Basically training by volunteers is time consuming, - for the volunteers , often frustrating -for the trainers, and valued by many at its cost to the trained - which is minimal..
 
There is a long debate on the subject of training on the SBA website..
http://tinyurl.com/javmg7k


Basically training by volunteers is time consuming, - for the volunteers , often frustrating -for the trainers, and valued by many at its cost to the trained - which is minimal..

Yes I agree with that. They had a lot of people on the basic course who they had to find mentors and bees for. I guess a lot of people on their course is a good thing. Their not very forthcoming with advice though which is a bit frustrating. And only one session that I would be eligible for as a newbee which is one on overwintering in September. I'm booked on that - hope I need it!
 
OP - there are swarms to be had in Cambridgeshire for sure! Collecting them requires a bit of experience with bees but you could always lay bait hives/swarm traps and see! Make friends with local beeks and I'm sure they wouldn't mind helping you out if a swarm arrives.

Some swarms will be from other beeks but a lot round me (West of Cambridge) are feral in chimneys etc.

If a colony has got to swarming point then it's likely to be big, strong and to have overwintered well. Touch wood, the swarms I've collected have all been healthy. Not all been friendly bees though mind! Not at all suitable for a back garden but if you have an out apiary you can tame and re-queen them there.

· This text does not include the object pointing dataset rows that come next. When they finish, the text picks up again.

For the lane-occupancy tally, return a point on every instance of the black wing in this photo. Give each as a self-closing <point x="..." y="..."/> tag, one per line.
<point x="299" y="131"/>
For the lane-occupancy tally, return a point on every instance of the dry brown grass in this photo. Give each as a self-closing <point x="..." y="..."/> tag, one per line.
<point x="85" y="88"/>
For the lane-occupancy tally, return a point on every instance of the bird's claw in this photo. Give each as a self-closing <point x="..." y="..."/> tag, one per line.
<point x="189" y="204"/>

As for CBKA, I think the reticence comes from lots of people starting up on their own without much idea of what's involved and then only contacting the association to demand their free bees and to ask for lots of help when they quickly get out of their depth. Generally a nice helpful bunch though! Once you've got a bit more experience you can ask to join the improvers' course (lectures and practicals, leading to Basic Assessment) which I thought was fantastic and learned a lot from!
 
Ha ha I wasn't going to attempt to get one myself. I'm not that brave. Thanks for the info about CBKA and swarms. I'm also aware that the person who gets the 'beekeeping advice' e-mails is currently indisposed. He told me that when I chased him up last time. I assumed they would be directed the contact form to someone else but apparently not. I think I'll send them a helpful e-mail to get that changed as I'm probably not the only person who hasn't got a reply.
 
Ha ha I wasn't going to attempt to get one myself. I'm not that brave. Thanks for the info about CBKA and swarms. I'm also aware that the person who gets the 'beekeeping advice' e-mails is currently indisposed. He told me that when I chased him up last time. I assumed they would be directed the contact form to someone else but apparently not. I think I'll send them a helpful e-mail to get that changed as I'm probably not the only person who hasn't got a reply.

Check out this free bit of the best advice on bait boxes and knock one up.. see if you can beg a bit of really old comb and add a few drops of lemon grass oil or one of those bee lures off ebay (they do attract bees although I'm not sure whether they result in swarms arriving .. if you get the stuff on your hands you will soon know whether there are any bees around !).